Las similitudes entre ambos son evidentes. Los dos tenían un ego desorbitado, no ocultaban su admiración por los autócratas, estaban obsesionados con la televisión y sentían predilección por los muebles kitsch y los chistes lascivos. Quizá lo más importante es que ambos poseían una habilidad instintiva para sacar provecho de las pasiones de la gente. Uno procedía del sector inmobiliario, el otro de los medios de comunicación: se encontraban a medio camino, en la frontera del entretenimiento. También compartían una predilección por la política de la paranoia. Mucho antes de que Trump gritara “cacería de brujas” y tachara de “psicópata” al fiscal del distrito de Manhattan, Berlusconi denunciaba el complot comunista de los jueces de “toga roja” que se habían propuesto destruirlo.

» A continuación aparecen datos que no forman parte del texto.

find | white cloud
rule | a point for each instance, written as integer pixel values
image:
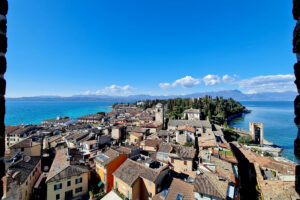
(165, 85)
(228, 79)
(271, 83)
(113, 89)
(211, 79)
(185, 82)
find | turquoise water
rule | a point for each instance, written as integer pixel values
(28, 112)
(278, 119)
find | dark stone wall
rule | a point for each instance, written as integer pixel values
(3, 50)
(247, 175)
(296, 50)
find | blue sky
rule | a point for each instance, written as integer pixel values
(66, 47)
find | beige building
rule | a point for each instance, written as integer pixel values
(136, 138)
(140, 179)
(26, 147)
(150, 144)
(15, 134)
(192, 114)
(160, 113)
(65, 180)
(180, 157)
(20, 178)
(257, 132)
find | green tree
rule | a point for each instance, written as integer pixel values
(245, 140)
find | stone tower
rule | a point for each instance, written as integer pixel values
(296, 50)
(3, 49)
(257, 132)
(159, 113)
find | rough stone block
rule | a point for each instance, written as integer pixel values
(297, 105)
(296, 39)
(2, 109)
(3, 26)
(2, 64)
(297, 120)
(3, 7)
(2, 86)
(296, 9)
(3, 43)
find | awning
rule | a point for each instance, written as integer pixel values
(100, 183)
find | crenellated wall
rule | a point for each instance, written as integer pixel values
(3, 49)
(296, 50)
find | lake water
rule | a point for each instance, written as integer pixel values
(28, 112)
(278, 117)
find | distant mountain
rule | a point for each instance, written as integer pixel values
(235, 94)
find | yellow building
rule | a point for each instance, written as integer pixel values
(140, 179)
(26, 147)
(20, 178)
(65, 180)
(136, 138)
(106, 165)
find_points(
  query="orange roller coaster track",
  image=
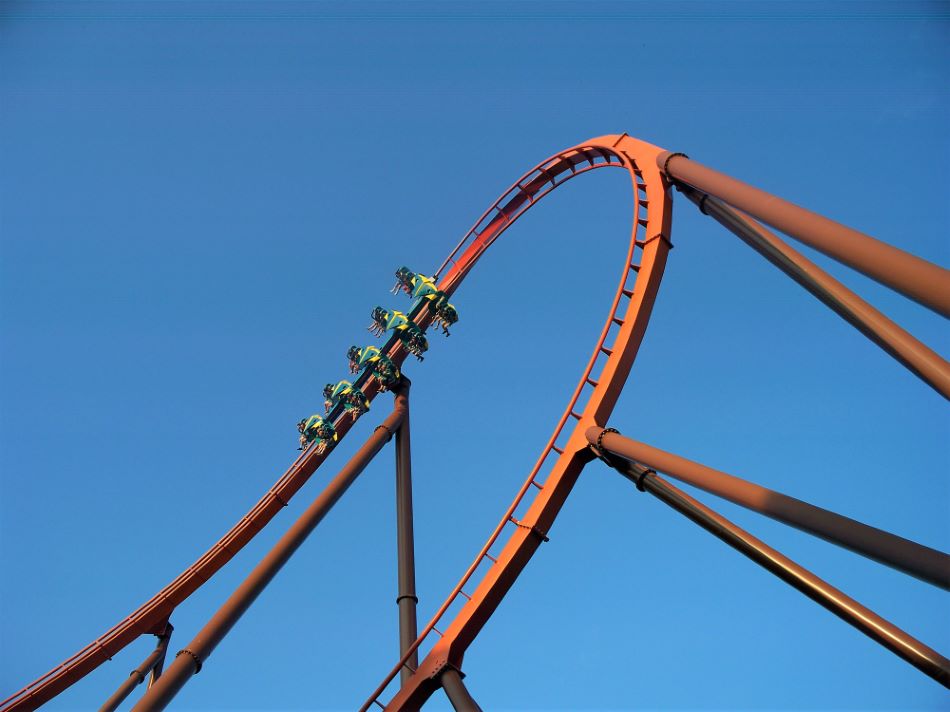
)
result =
(653, 173)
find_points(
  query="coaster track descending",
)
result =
(579, 435)
(565, 453)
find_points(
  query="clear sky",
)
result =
(200, 203)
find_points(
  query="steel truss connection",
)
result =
(512, 543)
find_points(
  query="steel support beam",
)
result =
(921, 656)
(915, 278)
(189, 660)
(456, 691)
(406, 598)
(152, 666)
(920, 561)
(928, 365)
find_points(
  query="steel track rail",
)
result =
(591, 403)
(152, 616)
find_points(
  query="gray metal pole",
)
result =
(928, 365)
(188, 661)
(921, 656)
(406, 598)
(456, 691)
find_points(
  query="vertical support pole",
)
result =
(456, 691)
(188, 661)
(406, 598)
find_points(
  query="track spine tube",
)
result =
(200, 648)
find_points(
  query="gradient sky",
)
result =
(200, 203)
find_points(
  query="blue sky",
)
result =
(199, 206)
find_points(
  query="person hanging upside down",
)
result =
(419, 287)
(353, 400)
(405, 330)
(380, 366)
(315, 428)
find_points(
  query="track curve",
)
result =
(638, 285)
(591, 404)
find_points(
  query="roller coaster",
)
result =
(582, 435)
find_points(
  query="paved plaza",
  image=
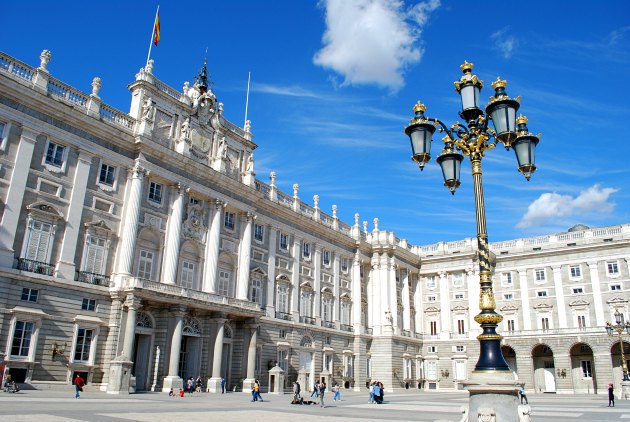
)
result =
(58, 406)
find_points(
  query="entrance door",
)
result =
(550, 377)
(141, 362)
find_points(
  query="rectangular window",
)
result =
(107, 176)
(145, 264)
(433, 328)
(575, 271)
(284, 242)
(30, 295)
(88, 304)
(259, 232)
(83, 345)
(612, 267)
(188, 274)
(54, 154)
(228, 220)
(155, 192)
(326, 257)
(22, 338)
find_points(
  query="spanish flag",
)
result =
(156, 28)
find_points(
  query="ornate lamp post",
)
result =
(473, 139)
(618, 330)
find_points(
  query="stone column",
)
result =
(173, 380)
(212, 249)
(173, 237)
(406, 303)
(244, 252)
(271, 272)
(129, 227)
(445, 308)
(562, 310)
(214, 383)
(66, 265)
(527, 319)
(15, 196)
(356, 292)
(248, 383)
(597, 294)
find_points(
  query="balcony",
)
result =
(283, 315)
(92, 278)
(307, 320)
(36, 267)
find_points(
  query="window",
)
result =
(95, 254)
(187, 279)
(30, 295)
(145, 264)
(54, 154)
(575, 271)
(107, 175)
(458, 280)
(224, 287)
(20, 346)
(259, 232)
(228, 220)
(155, 192)
(83, 345)
(433, 328)
(581, 321)
(612, 267)
(88, 304)
(284, 241)
(544, 323)
(326, 258)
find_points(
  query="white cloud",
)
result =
(552, 206)
(373, 41)
(506, 44)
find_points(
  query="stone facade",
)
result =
(139, 249)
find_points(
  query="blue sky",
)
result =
(334, 82)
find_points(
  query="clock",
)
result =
(198, 141)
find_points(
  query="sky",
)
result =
(333, 84)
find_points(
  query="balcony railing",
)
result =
(92, 278)
(328, 324)
(283, 315)
(35, 266)
(307, 320)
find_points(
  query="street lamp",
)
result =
(618, 330)
(474, 139)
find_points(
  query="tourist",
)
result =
(611, 395)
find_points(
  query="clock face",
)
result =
(199, 141)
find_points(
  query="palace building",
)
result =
(140, 249)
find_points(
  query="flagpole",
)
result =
(152, 35)
(249, 74)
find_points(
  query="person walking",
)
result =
(337, 392)
(79, 382)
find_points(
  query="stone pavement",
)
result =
(61, 406)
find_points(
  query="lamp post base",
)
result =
(494, 397)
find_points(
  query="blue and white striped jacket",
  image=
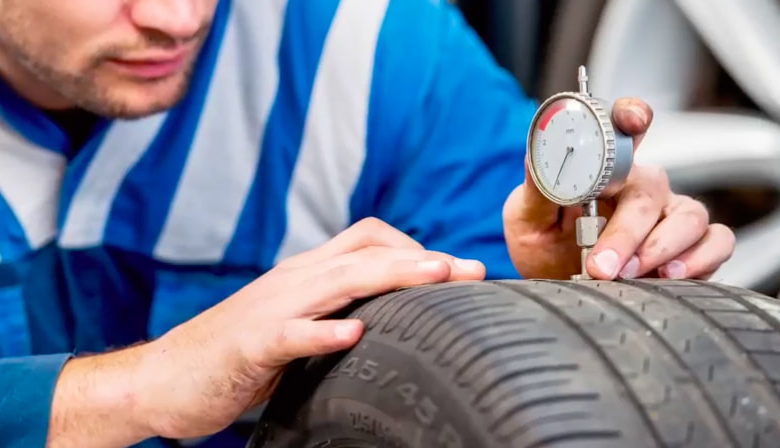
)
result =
(303, 117)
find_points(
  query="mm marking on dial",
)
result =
(567, 154)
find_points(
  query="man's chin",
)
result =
(137, 100)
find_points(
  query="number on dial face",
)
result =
(567, 149)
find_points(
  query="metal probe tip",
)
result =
(582, 78)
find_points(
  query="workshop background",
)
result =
(709, 68)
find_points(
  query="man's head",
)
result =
(116, 58)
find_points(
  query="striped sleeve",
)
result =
(26, 389)
(446, 135)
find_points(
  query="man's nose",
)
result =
(179, 19)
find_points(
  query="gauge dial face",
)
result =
(567, 150)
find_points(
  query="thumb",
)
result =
(632, 116)
(300, 338)
(528, 207)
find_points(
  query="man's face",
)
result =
(116, 58)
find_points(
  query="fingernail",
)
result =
(468, 265)
(343, 331)
(429, 265)
(607, 261)
(631, 269)
(675, 269)
(639, 113)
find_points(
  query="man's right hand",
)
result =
(202, 375)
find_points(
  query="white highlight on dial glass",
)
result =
(567, 150)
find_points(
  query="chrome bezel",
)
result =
(596, 107)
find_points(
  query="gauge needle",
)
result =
(569, 151)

Los trucos y rarezas de Berlusconi para eludir a sus críticos competían con los de Trump, y quizá incluso los superaban. El dinero que se dice que Trump pagó a Stormy Daniels parece casi mundano comparado con la vez que Berlusconi llamó a la policía alegando que Karima el-Mahroug, una joven de 17 años invitada a una de sus infames fiestas “bunga bunga” que había sido detenida, era sobrina del expresidente egipcio Hosni Mubarak. Berlusconi siempre tenía una respuesta para cualquier acusación.

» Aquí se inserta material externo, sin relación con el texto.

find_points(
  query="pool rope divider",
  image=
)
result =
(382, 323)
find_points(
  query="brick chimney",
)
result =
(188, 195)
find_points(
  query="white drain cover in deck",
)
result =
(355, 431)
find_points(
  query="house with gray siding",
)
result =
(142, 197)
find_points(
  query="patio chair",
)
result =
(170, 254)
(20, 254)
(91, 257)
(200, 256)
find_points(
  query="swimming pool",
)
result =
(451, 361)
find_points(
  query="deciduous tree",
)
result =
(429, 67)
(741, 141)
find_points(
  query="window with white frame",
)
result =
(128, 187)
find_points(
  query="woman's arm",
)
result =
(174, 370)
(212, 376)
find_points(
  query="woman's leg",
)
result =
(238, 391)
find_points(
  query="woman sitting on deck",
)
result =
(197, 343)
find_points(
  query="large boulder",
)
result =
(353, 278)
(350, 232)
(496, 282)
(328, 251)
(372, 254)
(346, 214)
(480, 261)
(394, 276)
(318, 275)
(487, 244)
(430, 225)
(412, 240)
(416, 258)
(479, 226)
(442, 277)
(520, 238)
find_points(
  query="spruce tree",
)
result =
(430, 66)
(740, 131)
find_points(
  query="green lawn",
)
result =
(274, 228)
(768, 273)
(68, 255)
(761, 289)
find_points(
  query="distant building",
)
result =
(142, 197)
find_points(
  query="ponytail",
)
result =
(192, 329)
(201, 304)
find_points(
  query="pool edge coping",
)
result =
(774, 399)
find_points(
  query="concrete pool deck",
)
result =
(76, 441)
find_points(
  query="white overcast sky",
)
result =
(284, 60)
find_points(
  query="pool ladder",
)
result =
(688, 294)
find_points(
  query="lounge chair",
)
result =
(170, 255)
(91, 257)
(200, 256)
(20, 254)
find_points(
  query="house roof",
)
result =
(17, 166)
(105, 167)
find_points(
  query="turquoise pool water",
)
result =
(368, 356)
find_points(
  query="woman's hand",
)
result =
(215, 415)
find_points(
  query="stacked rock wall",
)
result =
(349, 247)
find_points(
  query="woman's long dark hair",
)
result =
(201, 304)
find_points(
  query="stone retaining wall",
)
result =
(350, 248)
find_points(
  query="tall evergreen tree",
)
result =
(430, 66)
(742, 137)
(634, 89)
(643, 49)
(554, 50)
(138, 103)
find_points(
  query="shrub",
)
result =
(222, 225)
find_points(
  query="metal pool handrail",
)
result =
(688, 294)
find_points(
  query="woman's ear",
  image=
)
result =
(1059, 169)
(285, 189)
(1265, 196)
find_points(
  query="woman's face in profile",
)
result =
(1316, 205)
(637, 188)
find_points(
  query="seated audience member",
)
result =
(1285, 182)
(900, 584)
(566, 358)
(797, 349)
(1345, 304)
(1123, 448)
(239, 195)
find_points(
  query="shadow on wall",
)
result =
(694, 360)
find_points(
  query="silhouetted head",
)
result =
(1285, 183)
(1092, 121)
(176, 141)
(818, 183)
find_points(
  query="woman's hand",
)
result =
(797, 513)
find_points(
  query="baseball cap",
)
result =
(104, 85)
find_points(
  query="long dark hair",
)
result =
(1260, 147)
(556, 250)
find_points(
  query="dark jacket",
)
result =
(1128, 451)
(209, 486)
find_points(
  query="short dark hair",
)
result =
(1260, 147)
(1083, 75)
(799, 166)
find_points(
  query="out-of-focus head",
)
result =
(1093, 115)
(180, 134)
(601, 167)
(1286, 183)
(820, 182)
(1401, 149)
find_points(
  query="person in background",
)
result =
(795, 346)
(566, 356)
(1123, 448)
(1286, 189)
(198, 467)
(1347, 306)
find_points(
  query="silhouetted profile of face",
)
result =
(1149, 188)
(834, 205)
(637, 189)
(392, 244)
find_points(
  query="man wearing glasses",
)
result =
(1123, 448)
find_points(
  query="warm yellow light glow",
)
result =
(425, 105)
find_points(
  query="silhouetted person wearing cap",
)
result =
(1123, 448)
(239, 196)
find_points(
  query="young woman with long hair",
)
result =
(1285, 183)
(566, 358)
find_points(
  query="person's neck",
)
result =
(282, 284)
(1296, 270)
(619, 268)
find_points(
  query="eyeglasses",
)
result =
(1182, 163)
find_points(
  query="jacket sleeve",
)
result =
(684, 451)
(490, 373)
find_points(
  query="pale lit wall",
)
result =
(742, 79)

La ostentosa fortuna de Berlusconi —estimada en 6800 millones de dólares e integrada por decenas de empresas de medios de comunicación, finanzas, deportes e inmobiliarias— era la base de su proyecto político. Predicó su propia versión del evangelio de la prosperidad, la cual despertó la esperanza en los italianos desalentados por una clase política corrupta y el estancamiento económico. Dos décadas antes de que Trump atrajera el interés de los estadounidenses que la globalización dejó atrás, Berlusconi capturó la imaginación de los “hombres olvidados” de Italia, con la promesa de nuevos empleos y recortes de impuestos.

Berlusconi, una figura contradictoria, predicaba la “anarquía ética” mientras daba cabida a la extrema derecha, despertaba pasiones con las hazañas de su equipo de fútbol y se rodeaba de una corte siempre cambiante de asesores, amigos, lacayos y acólitos que esperaban aprovecharse de su proverbial generosidad. De día, se ganaba los votos de la clase trabajadora. De noche, convidaba a sus invitados a admirar un volcán artificial del cual brotaban lapilli de verdad en el inmenso jardín de la villa de 126 habitaciones en la costa sarda, que tanto gustaba a los oligarcas.

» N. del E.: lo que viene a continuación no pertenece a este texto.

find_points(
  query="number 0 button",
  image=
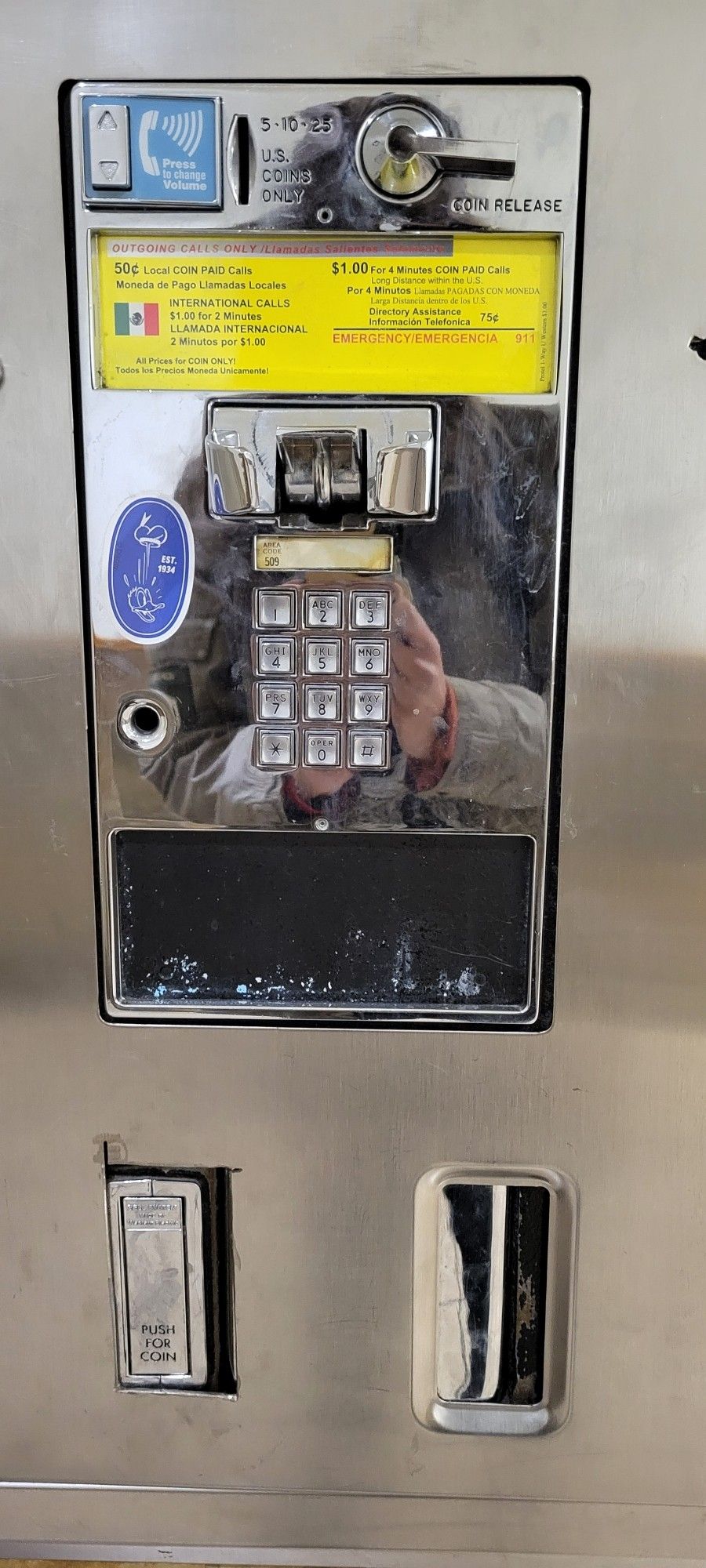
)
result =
(322, 749)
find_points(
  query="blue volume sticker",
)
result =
(175, 151)
(151, 568)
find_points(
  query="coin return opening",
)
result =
(144, 724)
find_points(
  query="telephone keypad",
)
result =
(321, 686)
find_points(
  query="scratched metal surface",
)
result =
(321, 1461)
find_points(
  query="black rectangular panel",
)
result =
(322, 921)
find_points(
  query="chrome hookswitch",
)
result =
(233, 477)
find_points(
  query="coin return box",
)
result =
(172, 1257)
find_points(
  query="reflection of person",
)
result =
(470, 747)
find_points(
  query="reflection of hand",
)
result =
(418, 681)
(319, 782)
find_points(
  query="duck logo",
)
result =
(151, 570)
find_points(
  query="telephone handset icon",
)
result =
(147, 126)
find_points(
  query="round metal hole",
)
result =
(145, 724)
(388, 153)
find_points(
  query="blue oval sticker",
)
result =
(151, 568)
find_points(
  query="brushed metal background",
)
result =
(332, 1130)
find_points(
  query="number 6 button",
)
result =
(369, 659)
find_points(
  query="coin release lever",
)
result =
(490, 161)
(404, 151)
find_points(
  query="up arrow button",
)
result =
(109, 147)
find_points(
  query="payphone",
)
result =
(327, 344)
(318, 1246)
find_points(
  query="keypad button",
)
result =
(275, 609)
(322, 702)
(275, 702)
(275, 656)
(322, 659)
(369, 703)
(369, 659)
(275, 749)
(322, 749)
(371, 609)
(324, 609)
(368, 749)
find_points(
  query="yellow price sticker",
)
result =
(429, 314)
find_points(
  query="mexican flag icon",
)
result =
(137, 319)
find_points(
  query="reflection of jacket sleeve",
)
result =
(216, 780)
(500, 757)
(498, 763)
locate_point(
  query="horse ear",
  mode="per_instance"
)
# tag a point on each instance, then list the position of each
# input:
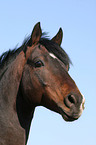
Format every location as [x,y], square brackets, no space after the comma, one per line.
[36,33]
[58,37]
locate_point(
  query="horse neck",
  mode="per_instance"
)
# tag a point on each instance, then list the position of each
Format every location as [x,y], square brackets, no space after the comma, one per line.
[14,130]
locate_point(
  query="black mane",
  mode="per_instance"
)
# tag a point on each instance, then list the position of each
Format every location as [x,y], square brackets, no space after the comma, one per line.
[51,46]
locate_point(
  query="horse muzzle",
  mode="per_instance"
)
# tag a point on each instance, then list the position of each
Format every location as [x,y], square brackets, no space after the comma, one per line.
[73,107]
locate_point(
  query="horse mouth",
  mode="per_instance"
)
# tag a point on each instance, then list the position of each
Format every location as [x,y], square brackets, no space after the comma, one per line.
[68,117]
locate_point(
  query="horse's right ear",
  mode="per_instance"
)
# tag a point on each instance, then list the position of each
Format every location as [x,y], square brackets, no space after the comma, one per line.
[36,33]
[58,37]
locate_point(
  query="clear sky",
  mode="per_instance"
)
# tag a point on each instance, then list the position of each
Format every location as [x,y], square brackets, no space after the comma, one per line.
[78,21]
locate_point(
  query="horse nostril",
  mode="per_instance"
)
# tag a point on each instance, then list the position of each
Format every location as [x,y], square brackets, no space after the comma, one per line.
[70,100]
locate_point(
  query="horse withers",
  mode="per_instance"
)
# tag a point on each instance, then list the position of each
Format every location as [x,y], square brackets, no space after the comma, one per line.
[35,74]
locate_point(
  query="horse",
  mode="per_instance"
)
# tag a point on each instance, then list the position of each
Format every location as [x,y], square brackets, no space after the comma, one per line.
[35,74]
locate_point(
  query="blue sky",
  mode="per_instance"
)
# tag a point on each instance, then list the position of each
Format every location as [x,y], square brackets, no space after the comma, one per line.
[78,21]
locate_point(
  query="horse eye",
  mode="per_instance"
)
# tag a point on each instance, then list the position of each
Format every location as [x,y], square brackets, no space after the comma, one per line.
[39,63]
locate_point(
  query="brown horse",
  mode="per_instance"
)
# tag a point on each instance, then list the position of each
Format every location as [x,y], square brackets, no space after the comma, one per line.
[33,75]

Como Berlusconi nunca separó lo personal de lo político, su caída se produjo en ambos frentes al mismo tiempo. Sus adversarios políticos lo acosaban sin cesar por intentar manipular las leyes en su propio beneficio y su estilo de vida era cada vez más escandaloso. Su nombre siempre estuvo asociado a las fiestas sexuales que insistía en definir como “cenas elegantes”. Cuando, en 2009, Berlusconi eligió a las candidatas al Parlamento Europeo entre las invitadas a estas reuniones, su segunda esposa, Veronica Lario, se pronunció públicamente en contra de este comportamiento “vulgar y desvergonzado” y le pidió el divorcio.